Of the other neurological misdiagnoses (Table 2), cervical spondylotic myelopathy in 10 % deserves additional mention because of an option for therapeutic surgical decompression. It is the commonest cause of nontraumatic myelopathy and occurs in a similar age group as APBD [16]. Although both may coexist, as in one of our patients, spondylotic myelopathy typically presents with numbness, paresthesias and cervical pain of subacute onset [16], often with radicular and asymmetric involvement of the arms, all undocumented in our patients. In addition, associated cerebral white matter lesions in 97 % in this cohort represent important red flag to prefer other etiology [16].

Familial occurrence in 27 % of our patients, slowly progressive course with symmetric neurological manifestations, and imaging and nerve conduction findings may have contributed to suspect forms of leukodystrophy, hereditary spastic paraplegia and hereditary peripheral neuropathy in 17 %. However, their relatively late age, predominant Ashkenazi Jewish origin, characteristic myeloneuropathy [11] and the specific pattern of cerebral MRI abnormalities [3] are practically pathognomonic for APBD.

Important non-neurological misdiagnosis is BPH in 8/15 (53 %) men. Having estimated prevalence of 50 % among men in their sixties [17], it is probable that BPH coexisted with APBD in some of our patients. However, because 5/8 men had prostatectomy with no long-term symptomatic improvement, we assume that this condition was not solely responsible for their lower urinary tract dysfunction and that their complaints could be attributed at least in part to APBD. Associated erectile dysfunction, constipation, often with overflow fecal incontinence, and neurological symptoms are not explained by BPH and should prompt workup for non-urological etiology.

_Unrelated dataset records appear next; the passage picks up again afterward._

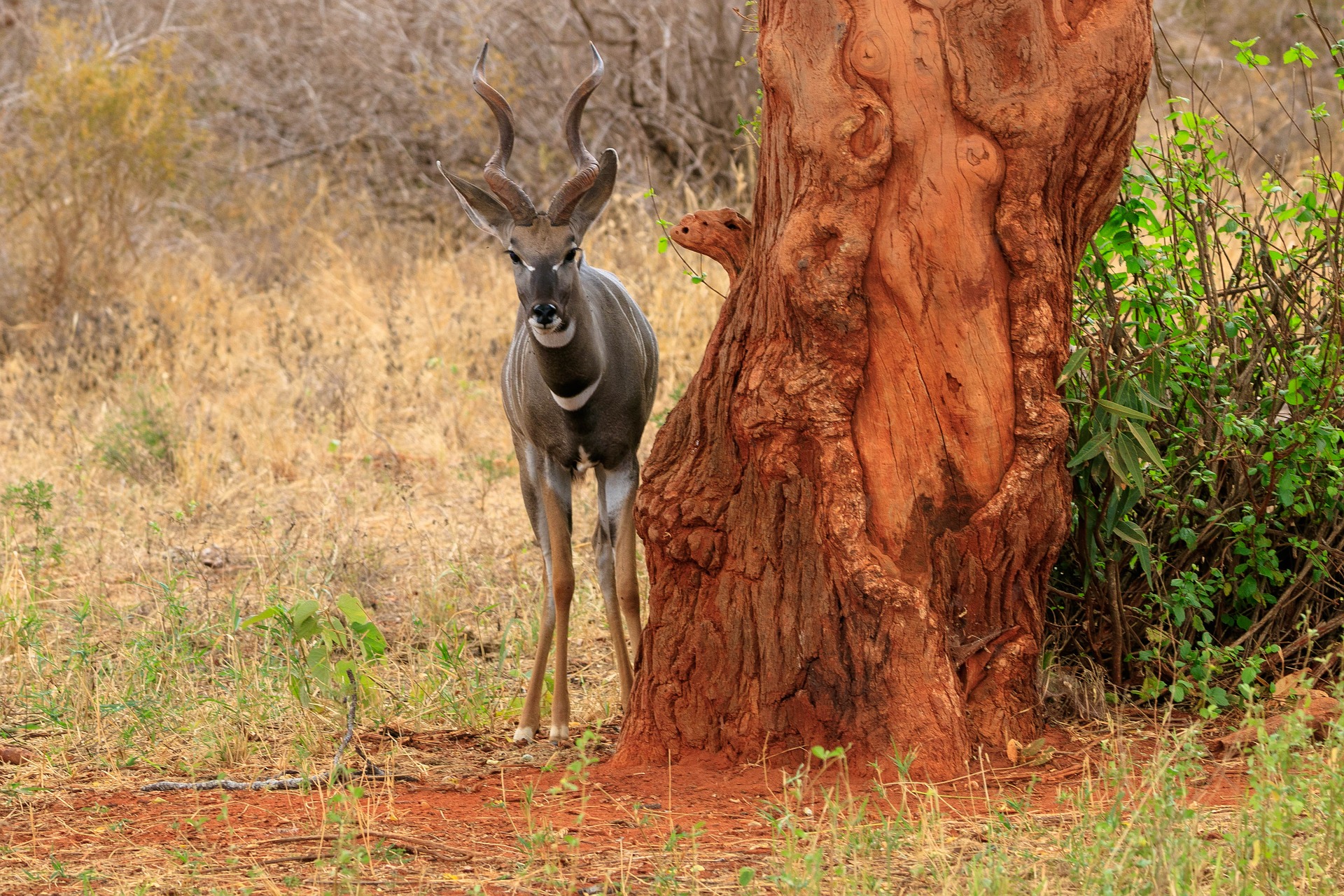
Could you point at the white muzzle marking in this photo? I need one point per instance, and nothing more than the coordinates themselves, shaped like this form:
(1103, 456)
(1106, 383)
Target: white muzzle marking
(553, 339)
(575, 402)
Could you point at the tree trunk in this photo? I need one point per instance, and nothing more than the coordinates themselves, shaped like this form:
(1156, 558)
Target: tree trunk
(851, 517)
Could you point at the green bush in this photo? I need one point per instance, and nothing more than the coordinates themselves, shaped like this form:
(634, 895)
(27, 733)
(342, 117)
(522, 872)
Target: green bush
(1206, 397)
(139, 444)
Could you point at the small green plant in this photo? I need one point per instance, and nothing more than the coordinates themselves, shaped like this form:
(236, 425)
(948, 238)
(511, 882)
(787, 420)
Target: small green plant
(33, 500)
(140, 442)
(323, 649)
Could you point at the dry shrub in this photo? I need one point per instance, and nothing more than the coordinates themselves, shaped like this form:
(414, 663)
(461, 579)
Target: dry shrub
(99, 141)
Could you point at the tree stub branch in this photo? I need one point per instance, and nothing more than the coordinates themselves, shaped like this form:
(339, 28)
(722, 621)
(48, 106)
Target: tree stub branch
(722, 234)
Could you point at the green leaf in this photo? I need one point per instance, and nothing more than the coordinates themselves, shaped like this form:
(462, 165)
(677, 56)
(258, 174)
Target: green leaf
(1126, 531)
(351, 609)
(1145, 442)
(1075, 360)
(269, 613)
(304, 620)
(1128, 451)
(1120, 410)
(1091, 449)
(371, 641)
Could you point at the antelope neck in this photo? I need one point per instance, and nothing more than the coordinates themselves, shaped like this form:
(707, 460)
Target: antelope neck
(573, 371)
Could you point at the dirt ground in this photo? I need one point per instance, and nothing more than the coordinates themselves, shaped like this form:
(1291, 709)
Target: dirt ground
(493, 817)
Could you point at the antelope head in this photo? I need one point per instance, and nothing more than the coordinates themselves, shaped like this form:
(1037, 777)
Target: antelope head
(545, 248)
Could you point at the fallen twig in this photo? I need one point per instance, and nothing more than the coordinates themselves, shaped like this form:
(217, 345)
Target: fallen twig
(336, 774)
(414, 844)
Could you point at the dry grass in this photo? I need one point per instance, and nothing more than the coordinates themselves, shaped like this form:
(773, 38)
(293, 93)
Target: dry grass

Review of the isolated descriptions of misdiagnosed APBD patients from different ethnic backgrounds reveals that our findings are shared by others [3, 7, 8, 11]. APBD is apparently underdiagnosed and, as shown by us, is often misdiagnosed. Taken together, our findings support the importance to improve physicians’ awareness of the clinical and imaging features of APBD and to suspect this disease particularly in adults with lower urinary tract symptoms and gait difficulties accompanied by suggestive NCS and MRI findings. Early correct diagnosis could reduce costly investigations, eliminate potentially harmful non-indicated therapeutic interventions, enable appropriate counseling, and form the basis for clinical trials.